Climate change is not just a green issue; it is also a security concern, according to a briefing paper published by the Church of England.
“Drought and other climate-related shocks risk sparking violence and conflict,” the paper warns.
Climate security is now a core foreign policy priority intimately connected with foreign and trade policy, security and geopolitics, as it threatens to push many communities still further into poverty and frustrates international efforts to deliver on the Millennium Development Goals, says the paper from the Church’s Mission and Public Affairs division.
“As the implications of climate security become more noticeable, and as the negotiations gear up to find a way forward in a post-2012 world (when the Kyoto protocol is due to be replaced), climate change related issues, which were once marginal and peripheral concerns to international decision makers, will become an ever larger part of international relations,” the briefing contends.

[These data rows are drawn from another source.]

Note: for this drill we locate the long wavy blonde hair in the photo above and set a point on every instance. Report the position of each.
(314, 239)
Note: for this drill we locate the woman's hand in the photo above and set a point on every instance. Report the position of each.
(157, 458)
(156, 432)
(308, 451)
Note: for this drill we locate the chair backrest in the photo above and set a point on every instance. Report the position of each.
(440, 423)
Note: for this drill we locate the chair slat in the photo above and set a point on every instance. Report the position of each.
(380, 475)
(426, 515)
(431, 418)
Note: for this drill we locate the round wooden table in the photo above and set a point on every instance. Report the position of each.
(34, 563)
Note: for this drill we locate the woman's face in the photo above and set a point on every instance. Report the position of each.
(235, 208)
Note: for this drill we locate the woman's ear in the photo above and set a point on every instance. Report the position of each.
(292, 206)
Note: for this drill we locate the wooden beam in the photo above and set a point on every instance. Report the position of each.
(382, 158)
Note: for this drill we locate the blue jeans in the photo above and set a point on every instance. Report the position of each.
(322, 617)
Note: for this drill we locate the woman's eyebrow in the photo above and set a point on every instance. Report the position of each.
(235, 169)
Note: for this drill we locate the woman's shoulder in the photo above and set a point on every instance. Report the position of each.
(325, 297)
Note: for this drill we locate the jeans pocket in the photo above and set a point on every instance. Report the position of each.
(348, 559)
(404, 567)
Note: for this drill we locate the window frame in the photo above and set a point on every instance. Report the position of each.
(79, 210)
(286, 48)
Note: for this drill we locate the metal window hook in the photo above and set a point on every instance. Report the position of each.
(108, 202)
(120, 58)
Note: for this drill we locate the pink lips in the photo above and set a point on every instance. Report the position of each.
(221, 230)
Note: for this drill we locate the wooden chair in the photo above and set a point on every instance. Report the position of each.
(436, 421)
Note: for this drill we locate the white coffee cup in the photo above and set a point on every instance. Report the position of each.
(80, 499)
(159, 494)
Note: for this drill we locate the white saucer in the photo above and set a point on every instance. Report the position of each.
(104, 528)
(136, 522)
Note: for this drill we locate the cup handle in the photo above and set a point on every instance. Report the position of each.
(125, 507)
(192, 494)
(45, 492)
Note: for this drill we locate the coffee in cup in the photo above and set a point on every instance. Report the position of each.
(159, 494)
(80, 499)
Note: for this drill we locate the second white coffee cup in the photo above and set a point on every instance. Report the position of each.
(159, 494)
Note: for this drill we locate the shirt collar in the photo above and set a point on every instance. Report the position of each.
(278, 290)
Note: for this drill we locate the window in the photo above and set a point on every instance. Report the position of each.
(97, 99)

“Climate change poses a serious, ongoing threat to human development and human security,” the briefing notes. “The outlook for many of the least developed countries, especially those in Africa, under a ‘business as usual’ model is bleak, even though these same countries have some of the lowest per capita emissions of greenhouse gases that contribute to global warming. The likely impact of climate change thus presents a global ethical challenge as well as a development and scientific challenge. This is a connection which governments and international organisations are already sensitive to, even if, as this briefing paper has suggested, their subsequent actions have fallen short of what is generally thought necessary to correct the situation.”
In recent years, the Church has sought to respond to the scandal of poverty by pressing for further international action on debt, trade and aid. This social justice agenda has seen the Church playing an active role in the Jubilee 2000 Campaign, the Trade Justice Movement and MakePovertyHistory. Climate change threatens to undermine many of the development achievements of the last decade.